I think its either normal or manufacturing defect since you said many have it.

Contact manufacturers and ask. They should have a helpline.


----------



## nvrmndryo (Feb 19, 2011)

hmmm ,, i guess so ..


----------



## thetechfreak (Feb 20, 2011)

Contact them and post what they said


----------



## nvrmndryo (Feb 20, 2011)

I contacted service center , n they said U have to bring ure speakers here ,, man whole speaker set is around 17 kg ,,,hw m i gonna get my speakers there ,,, 
tht sucks ,,,,


----------



## thetechfreak (Feb 20, 2011)

I think its better to take smell than take a 17 kg speaker far away + I think they will ask you to bring it there multiple times


----------



## sukesh1090 (Feb 20, 2011)

btw why is that burning smell is coming?


----------



## thetechfreak (Feb 20, 2011)

^ even manufacturers arent sure of that.


----------



## nvrmndryo (Feb 20, 2011)

i read sumwhere tht wen volume max out the voice coil heats n smell comes , but m nt sure whether its true ..


----------



## thetechfreak (Feb 21, 2011)

Just make sure wires arent burning..

If smell gets too unbarable spray some room freshner


----------



## nvrmndryo (Feb 21, 2011)

lol ,,,its not about smell ,, i mean m scared if my speakers r damaged !!


----------



## thetechfreak (Feb 21, 2011)

I think you should get it checked if service centre isnt too far.


----------



## nvrmndryo (Feb 21, 2011)

yeh , i will in one or two days ..

---------- Post added at 03:02 PM ---------- Previous post was at 03:00 PM ----------

another thing , I m not getting satisfaction on my onboard sound card ,, any suggestion about wich soundcard should i buy for Z-5500 ?


----------



## thetechfreak (Feb 21, 2011)

Please specify budget.


----------



## mayanksharma (Feb 21, 2011)

@nvrmndryo,
Go through these and revert back:
1. How often does it happen with the smell? I mean, does it only happens when the volume is maxxed? And even if it does...then for how long? 
2. What are the volume levels of Center, Surround and Sub-woofer? 
3. Try playing 0-100 Hz THX test with bass level maxxed and all the rest zeroed. Notice, if you can hear any popping sound from woofer? (excursion)
4. Do check the connections and fuse at the back of the woofer. 
5. Make sure, the woofer side port isn't blocked and has sufficient space. 
6. Do provide enough room for the amplifier's fins at the back of the woofer. make sure, the connecting wires aren't touching the fins at the back.

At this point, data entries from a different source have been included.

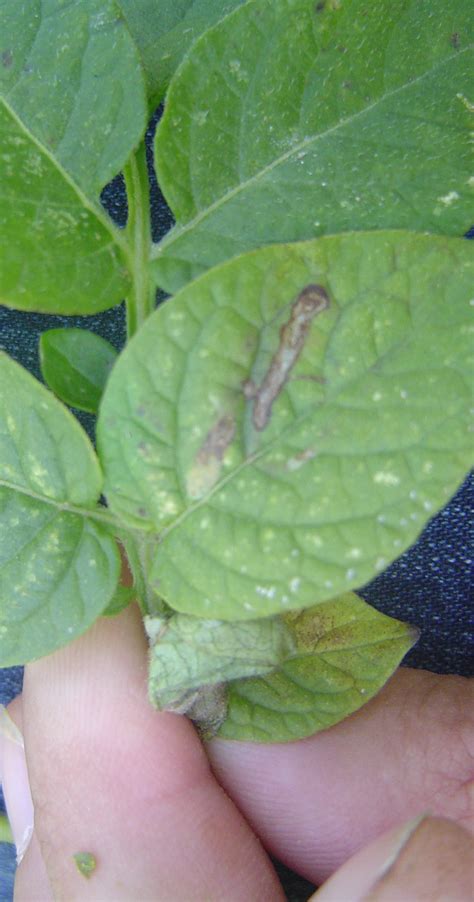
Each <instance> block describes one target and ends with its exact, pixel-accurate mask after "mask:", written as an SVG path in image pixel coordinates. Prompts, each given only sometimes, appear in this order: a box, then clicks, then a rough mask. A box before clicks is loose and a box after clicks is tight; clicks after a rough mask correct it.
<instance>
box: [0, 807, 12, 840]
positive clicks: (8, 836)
mask: <svg viewBox="0 0 474 902" xmlns="http://www.w3.org/2000/svg"><path fill="white" fill-rule="evenodd" d="M0 842H12V843H14V842H15V840H14V839H13V833H12V828H11V827H10V823H9V820H8V818H7V817H6V815H5V814H0Z"/></svg>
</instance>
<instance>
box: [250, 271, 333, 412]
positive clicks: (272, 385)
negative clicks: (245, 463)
mask: <svg viewBox="0 0 474 902" xmlns="http://www.w3.org/2000/svg"><path fill="white" fill-rule="evenodd" d="M329 304H330V300H329V295H328V293H327V291H326V289H325V288H323V287H322V285H312V284H311V285H306V286H305V288H303V289H302V291H300V293H299V295H298V297H297V298H296V300H295V301H294V302H293V305H292V308H291V314H290V318H289V320H288V322H286V323H285V324H284V325H283V326H282V327H281V329H280V343H279V345H278V348H277V350H276V352H275V354H274V355H273V357H272V359H271V362H270V366H269V368H268V370H267V372H266V374H265V376H264V377H263V380H262V382H261V384H260V386H257V385H255V383H254V382H253V381H252V380H251V379H248V380H247V381H246V382H244V384H243V393H244V397H245V398H246V399H247V400H253V402H254V404H253V411H252V422H253V425H254V426H255V429H258V430H262V429H265V427H266V426H267V425H268V422H269V421H270V418H271V415H272V406H273V403H274V401H275V400H276V399H277V397H278V395H279V394H280V393H281V391H282V389H283V388H284V386H285V385H286V383H287V381H288V379H289V376H290V373H291V370H292V369H293V367H294V365H295V363H296V361H297V360H298V357H299V356H300V354H301V351H302V349H303V347H304V343H305V341H306V338H307V336H308V333H309V330H310V328H311V323H312V321H313V319H314V317H315V316H316V315H317V314H318V313H322V311H323V310H326V309H327V308H328V307H329Z"/></svg>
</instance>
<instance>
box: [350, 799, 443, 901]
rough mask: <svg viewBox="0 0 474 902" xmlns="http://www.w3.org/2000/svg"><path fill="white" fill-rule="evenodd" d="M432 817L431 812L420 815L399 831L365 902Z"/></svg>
mask: <svg viewBox="0 0 474 902" xmlns="http://www.w3.org/2000/svg"><path fill="white" fill-rule="evenodd" d="M430 816H431V813H430V812H429V811H424V812H423V813H422V814H418V815H417V816H416V817H414V818H411V820H409V821H407V822H406V823H405V824H403V826H402V827H400V829H399V830H397V832H396V833H395V835H394V836H393V838H392V841H391V844H390V847H389V850H388V852H387V853H386V854H385V856H384V858H383V861H382V862H381V865H380V866H379V867H378V868H377V871H376V874H374V878H373V880H372V883H371V888H370V890H369V891H368V892H367V895H364V897H363V899H364V902H365V900H367V902H368V900H370V899H372V898H373V893H374V890H375V889H376V887H377V886H378V885H379V884H380V882H381V881H383V880H384V878H385V877H386V876H387V874H389V872H390V871H391V870H392V868H393V867H394V865H395V864H396V862H397V861H398V859H399V858H400V856H401V854H402V852H403V851H404V850H405V849H406V847H407V846H408V844H409V842H410V840H411V838H412V836H413V835H414V834H415V833H416V831H417V830H418V827H419V826H420V824H422V823H423V821H425V820H426V819H427V818H429V817H430Z"/></svg>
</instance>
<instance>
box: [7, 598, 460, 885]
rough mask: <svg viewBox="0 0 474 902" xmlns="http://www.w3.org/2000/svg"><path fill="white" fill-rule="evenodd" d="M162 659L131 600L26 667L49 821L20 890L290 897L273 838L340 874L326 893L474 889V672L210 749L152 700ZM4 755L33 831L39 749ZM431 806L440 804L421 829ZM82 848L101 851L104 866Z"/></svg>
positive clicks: (36, 802) (41, 773)
mask: <svg viewBox="0 0 474 902" xmlns="http://www.w3.org/2000/svg"><path fill="white" fill-rule="evenodd" d="M146 657H147V645H146V640H145V637H144V634H143V630H142V625H141V620H140V617H139V613H138V611H137V609H136V608H134V607H130V608H128V609H127V610H125V611H124V612H123V613H122V614H121V615H119V616H118V617H116V618H112V619H102V620H100V621H99V622H98V623H97V624H96V625H95V626H94V627H93V628H92V629H91V630H90V631H89V632H88V633H87V634H86V635H85V636H83V637H82V638H81V639H79V640H78V641H76V642H74V643H73V644H71V645H70V646H69V647H67V648H65V649H62V650H60V651H58V652H56V653H55V654H53V655H51V656H49V657H48V658H45V659H42V660H40V661H38V662H36V663H34V664H31V665H29V666H28V667H27V668H26V671H25V682H24V691H23V695H22V697H21V698H19V699H16V700H15V702H13V703H12V705H11V706H10V709H9V710H10V713H11V716H12V717H13V718H14V720H15V722H16V723H17V724H18V726H19V727H20V728H21V729H22V731H23V735H24V743H25V755H26V762H27V767H28V774H29V780H30V784H31V794H32V797H33V801H34V818H35V829H34V833H33V836H32V839H31V842H30V844H29V846H28V849H27V851H26V853H25V855H24V858H23V860H22V862H21V864H20V866H19V868H18V872H17V878H16V887H15V902H26V900H28V902H47V900H48V902H49V900H51V899H53V898H54V899H67V900H68V902H70V900H75V899H76V900H81V902H83V900H84V902H85V900H89V899H90V900H92V899H94V900H100V902H109V900H110V902H119V900H130V902H132V900H133V902H148V900H150V902H152V900H153V902H155V900H156V902H158V900H159V902H161V900H170V902H188V900H204V899H206V900H208V899H215V900H219V902H220V900H225V902H234V900H235V902H236V900H246V902H252V900H258V902H265V900H278V899H283V898H284V894H283V891H282V889H281V886H280V884H279V882H278V880H277V877H276V875H275V873H274V870H273V867H272V865H271V862H270V859H269V858H268V856H267V854H266V852H265V851H264V848H263V846H264V847H265V848H266V849H267V850H268V851H270V852H271V853H272V854H274V855H276V856H277V857H278V858H280V859H282V860H283V861H285V863H286V864H288V865H289V866H290V867H292V868H293V869H294V870H296V871H298V872H300V873H301V874H303V875H304V876H306V877H307V878H308V879H310V880H312V881H314V882H316V883H321V882H322V881H324V880H326V879H327V878H328V877H329V875H330V874H333V876H332V877H331V879H330V880H329V881H328V882H327V883H326V884H325V885H324V886H323V887H322V888H321V889H320V890H319V893H318V894H317V895H316V896H315V899H316V900H320V902H324V900H330V899H332V900H338V902H349V900H351V902H352V900H358V899H377V900H385V899H387V900H388V899H393V900H398V902H400V900H401V899H403V902H408V900H410V902H412V900H417V899H421V898H426V899H430V900H436V899H443V900H444V899H453V900H456V902H460V900H464V899H466V900H468V899H470V898H471V892H472V885H471V884H470V879H472V872H471V871H470V867H471V864H470V859H469V850H470V848H472V840H471V839H470V837H469V834H468V833H467V832H466V830H465V829H464V828H465V827H469V826H470V825H471V828H472V816H473V812H472V795H473V783H472V761H471V758H470V752H472V746H473V733H474V723H473V722H474V706H473V705H472V697H473V687H472V685H471V684H470V683H469V682H468V681H467V680H465V679H463V678H460V677H438V676H435V675H434V674H430V673H426V672H415V671H410V670H406V669H401V670H399V671H398V673H397V674H396V675H395V676H394V677H393V678H392V679H391V680H390V682H389V683H388V684H387V686H386V687H385V688H384V689H383V690H382V691H381V692H380V693H379V695H378V696H377V697H376V698H375V699H373V700H372V701H371V702H369V703H368V704H367V705H366V706H365V707H364V708H362V709H361V710H360V711H359V712H357V713H356V714H354V715H352V716H351V717H349V718H347V719H346V720H345V721H343V722H342V723H340V724H338V725H337V726H335V727H332V728H331V729H330V730H327V731H325V732H324V733H320V734H317V735H316V736H314V737H311V738H309V739H306V740H302V741H299V742H295V743H290V744H285V745H274V746H264V745H256V744H252V743H231V742H224V741H220V740H213V741H212V742H211V743H210V744H209V746H208V747H207V750H205V749H204V748H203V746H202V745H201V743H200V741H199V739H198V737H197V735H196V733H195V730H194V728H193V727H192V725H191V724H190V723H189V722H188V721H187V720H186V719H185V718H183V717H181V716H179V715H175V714H168V713H157V712H156V711H154V710H153V709H152V708H151V706H150V705H149V702H148V700H147V697H146V689H145V686H146ZM206 751H207V755H206ZM2 757H3V767H2V770H3V780H4V788H5V794H6V797H7V804H8V805H9V812H10V817H11V819H12V821H13V827H14V830H15V833H16V837H21V835H22V833H23V831H24V829H25V826H26V820H27V816H28V813H29V812H28V795H27V794H26V795H25V788H24V787H23V789H22V788H21V785H20V784H21V780H22V777H25V776H26V770H25V764H24V760H25V759H24V755H23V751H22V749H21V747H20V746H19V745H17V744H15V743H12V742H10V741H5V740H4V741H3V756H2V755H1V754H0V761H1V759H2ZM209 761H210V762H211V765H212V768H213V771H212V770H211V768H210V766H209ZM469 780H471V782H470V783H469ZM427 810H429V811H431V812H432V813H433V814H435V815H437V816H438V817H437V818H436V819H433V818H425V819H423V820H422V821H421V823H419V824H418V826H416V825H415V824H413V823H411V825H407V823H406V822H407V821H408V820H409V819H412V818H413V817H416V816H417V815H420V813H423V812H426V811H427ZM439 818H449V820H443V819H439ZM387 831H389V832H388V833H387ZM262 844H263V846H262ZM359 849H362V851H360V852H358V854H357V855H356V857H355V858H352V859H351V856H352V855H353V854H354V853H355V852H357V850H359ZM78 852H90V853H92V854H93V855H94V857H95V859H96V869H95V871H94V873H93V874H92V875H91V877H90V878H89V879H86V878H85V877H84V876H83V875H82V874H81V873H79V871H78V870H77V868H76V866H75V862H74V855H75V854H76V853H78ZM397 852H398V855H397ZM348 859H350V860H348ZM344 862H346V863H345V864H344V866H343V867H342V868H341V869H340V870H339V871H337V873H335V874H334V873H333V872H334V871H335V870H336V869H337V868H340V866H341V865H343V863H344ZM390 863H391V864H390Z"/></svg>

As for soundcard, Asus Xonar-DX is the best pick for Z-5500!


----------



## nvrmndryo (Feb 21, 2011)

@ techfreak : well my budjet is low i.e.1500/- rs ,, lol 
but i can extend my budget ,,, first suggest me cards then i'll think about budget ,,,
i just need full performance by my system ,,so if there is no option but costly one ill wait 4 few months n buy ,, so we'll talk bout budget later ,,,,

---------- Post added at 06:34 PM ---------- Previous post was at 06:33 PM ----------

@ mayanksharma : wen my volume is maxxed then only smell comes ,, n my center , surround n subwoofer volume levels are full ... 
il check another things n reply ..


----------



## thetechfreak (Feb 22, 2011)

Asus Xonar DX- Rs. 3000 mrp

best I can think of..always gets mention in Digit mag's buyer section. Should serve all your needs.


----------



## nvrmndryo (Feb 22, 2011)

asus xonar dx problem is it "Doesn't Support DTS Surround Formats" , 
wt u say about this ?


----------



## thetechfreak (Feb 22, 2011)

Get info here-

Asus' Xonar DX sound card - The Tech Report - Page 1


----------



## nvrmndryo (Feb 24, 2011)

gave speakers to service center yesterday , today i called them for status n they said tht they can't smell any burning smell,,, they've been playin system for 2,3 hrs ,,, so they said if anything happens like burns my system in future , they will provide service ,, so i guess ill bring my system back 2mrw !


----------